Interactions côté capteur : une humidité au-dessus de 80 % pousse l'indice COV de 10 à 30 même sans changement réel de COV ; un air très humide diffuse aussi la lumière infrarouge, gonflant les lectures PM optiques jusqu'à évaporation des gouttelettes. L'indice NOx répond à l'ozone en plus des oxydes d'azote ; l'infiltration d'ozone extérieur par après-midi ensoleillée peut produire une petite hausse NOx sans source de combustion. Sensibilités croisées couvre le détail.
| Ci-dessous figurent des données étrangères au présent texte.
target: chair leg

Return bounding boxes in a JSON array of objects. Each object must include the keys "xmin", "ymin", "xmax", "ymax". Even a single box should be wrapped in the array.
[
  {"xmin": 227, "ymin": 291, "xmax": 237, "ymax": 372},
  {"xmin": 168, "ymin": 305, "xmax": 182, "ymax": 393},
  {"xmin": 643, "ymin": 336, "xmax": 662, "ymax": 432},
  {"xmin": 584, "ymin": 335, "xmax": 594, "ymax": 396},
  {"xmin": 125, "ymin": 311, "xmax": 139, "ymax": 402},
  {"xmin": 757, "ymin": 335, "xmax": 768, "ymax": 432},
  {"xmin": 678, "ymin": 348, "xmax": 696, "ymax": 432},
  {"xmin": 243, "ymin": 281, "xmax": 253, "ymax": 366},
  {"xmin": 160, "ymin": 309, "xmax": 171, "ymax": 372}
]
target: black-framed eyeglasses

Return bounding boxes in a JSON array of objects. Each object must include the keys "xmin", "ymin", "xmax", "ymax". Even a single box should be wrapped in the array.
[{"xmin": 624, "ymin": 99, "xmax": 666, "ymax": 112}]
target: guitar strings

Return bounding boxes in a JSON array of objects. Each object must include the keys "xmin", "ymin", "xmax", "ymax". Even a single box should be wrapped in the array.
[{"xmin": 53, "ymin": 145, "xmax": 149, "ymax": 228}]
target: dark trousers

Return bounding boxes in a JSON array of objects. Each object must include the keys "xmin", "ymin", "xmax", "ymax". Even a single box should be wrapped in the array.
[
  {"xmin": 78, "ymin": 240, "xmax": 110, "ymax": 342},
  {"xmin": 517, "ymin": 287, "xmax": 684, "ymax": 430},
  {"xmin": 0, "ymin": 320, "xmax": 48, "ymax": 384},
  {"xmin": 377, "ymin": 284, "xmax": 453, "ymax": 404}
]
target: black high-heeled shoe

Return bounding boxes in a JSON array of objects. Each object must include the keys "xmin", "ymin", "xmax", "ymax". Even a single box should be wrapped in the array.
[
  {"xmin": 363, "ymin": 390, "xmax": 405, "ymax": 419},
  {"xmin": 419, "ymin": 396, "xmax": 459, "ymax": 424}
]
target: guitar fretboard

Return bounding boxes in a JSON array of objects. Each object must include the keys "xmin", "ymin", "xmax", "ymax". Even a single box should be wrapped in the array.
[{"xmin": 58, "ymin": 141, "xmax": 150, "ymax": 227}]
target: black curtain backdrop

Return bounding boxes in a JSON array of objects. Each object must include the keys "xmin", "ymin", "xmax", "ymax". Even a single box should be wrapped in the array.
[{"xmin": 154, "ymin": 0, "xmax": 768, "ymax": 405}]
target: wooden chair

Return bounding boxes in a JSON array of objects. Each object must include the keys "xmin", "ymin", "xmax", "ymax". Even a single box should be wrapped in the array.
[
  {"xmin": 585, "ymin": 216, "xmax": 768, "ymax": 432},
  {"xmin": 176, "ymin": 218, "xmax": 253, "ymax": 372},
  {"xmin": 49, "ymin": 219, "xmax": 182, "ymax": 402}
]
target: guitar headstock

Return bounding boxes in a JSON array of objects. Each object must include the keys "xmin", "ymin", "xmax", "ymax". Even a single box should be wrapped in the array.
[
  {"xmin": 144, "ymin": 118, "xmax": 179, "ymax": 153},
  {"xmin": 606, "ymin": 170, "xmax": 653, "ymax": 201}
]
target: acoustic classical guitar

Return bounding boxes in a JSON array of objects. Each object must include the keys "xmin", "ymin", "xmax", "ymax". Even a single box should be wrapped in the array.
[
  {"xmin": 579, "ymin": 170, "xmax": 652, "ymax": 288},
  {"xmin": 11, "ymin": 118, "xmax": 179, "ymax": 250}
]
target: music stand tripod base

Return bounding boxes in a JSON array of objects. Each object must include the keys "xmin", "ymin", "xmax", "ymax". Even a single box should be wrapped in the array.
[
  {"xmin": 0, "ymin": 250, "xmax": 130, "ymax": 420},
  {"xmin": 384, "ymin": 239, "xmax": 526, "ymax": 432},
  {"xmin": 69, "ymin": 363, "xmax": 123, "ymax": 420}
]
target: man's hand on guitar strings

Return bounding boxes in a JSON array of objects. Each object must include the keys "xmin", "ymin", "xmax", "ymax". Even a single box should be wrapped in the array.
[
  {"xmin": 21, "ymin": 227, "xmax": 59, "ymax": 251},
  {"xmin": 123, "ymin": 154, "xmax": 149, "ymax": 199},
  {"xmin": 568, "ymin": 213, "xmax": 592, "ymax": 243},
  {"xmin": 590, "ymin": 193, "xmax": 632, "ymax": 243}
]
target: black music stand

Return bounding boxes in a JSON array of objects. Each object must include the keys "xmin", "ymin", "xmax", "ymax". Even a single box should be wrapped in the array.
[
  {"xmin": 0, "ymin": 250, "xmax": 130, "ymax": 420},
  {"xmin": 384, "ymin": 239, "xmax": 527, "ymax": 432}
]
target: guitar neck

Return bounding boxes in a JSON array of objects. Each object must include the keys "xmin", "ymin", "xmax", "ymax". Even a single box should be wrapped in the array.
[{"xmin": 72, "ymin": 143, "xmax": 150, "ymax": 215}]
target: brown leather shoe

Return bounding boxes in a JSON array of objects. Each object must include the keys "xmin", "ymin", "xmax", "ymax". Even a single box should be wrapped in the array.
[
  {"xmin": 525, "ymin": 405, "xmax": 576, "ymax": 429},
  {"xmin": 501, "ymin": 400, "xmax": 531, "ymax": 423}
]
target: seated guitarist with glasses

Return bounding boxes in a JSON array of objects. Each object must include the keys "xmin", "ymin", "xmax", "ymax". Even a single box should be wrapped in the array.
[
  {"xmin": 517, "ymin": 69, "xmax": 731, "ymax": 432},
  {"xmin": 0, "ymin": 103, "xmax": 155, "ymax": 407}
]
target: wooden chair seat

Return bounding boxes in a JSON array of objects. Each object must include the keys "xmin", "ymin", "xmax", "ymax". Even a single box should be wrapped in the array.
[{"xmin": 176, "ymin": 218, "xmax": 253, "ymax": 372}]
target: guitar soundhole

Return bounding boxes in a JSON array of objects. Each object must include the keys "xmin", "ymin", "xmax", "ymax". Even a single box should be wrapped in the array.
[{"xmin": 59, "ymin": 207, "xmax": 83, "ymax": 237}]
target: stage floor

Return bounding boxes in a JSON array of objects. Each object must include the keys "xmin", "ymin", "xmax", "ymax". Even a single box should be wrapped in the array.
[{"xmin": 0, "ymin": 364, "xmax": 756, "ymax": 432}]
Les interactions de chimie intérieure sont le cas plus intéressant. Weschler a passé le domaine en revue : l'ozone réagit avec les terpènes (limonène des nettoyants aux agrumes, alpha-pinène des produits au pin) pour produire du formaldéhyde et de petites particules ultrafines. La réaction est rapide ; ouvrir une fenêtre par jour à ozone élevé juste après avoir nettoyé avec un produit au citron peut produire une signature formaldéhyde mesurable que ni l'ozone ni le nettoyant ne produirait seul.
Les interactions physiologiques suivent une logique similaire. L'air froid-sec hivernal potentialise l'irritation des particules et du pollen (les muqueuses sèches ont moins de capacité tampon). L'humidité élevée à haute température altère la récupération du stress thermique (voir température apparente). Les études d'impact cognitif combiné (CO2 + température + bruit) montrent des effets additifs plutôt qu'indépendants. L'IA s'en sert pour pondérer ses alertes : un pic COV modéré par matinée d'hiver froide-sèche reçoit un drapeau légèrement plus fort que le même pic par journée tempérée, parce que le risque de symptôme est plus élevé dans le premier contexte.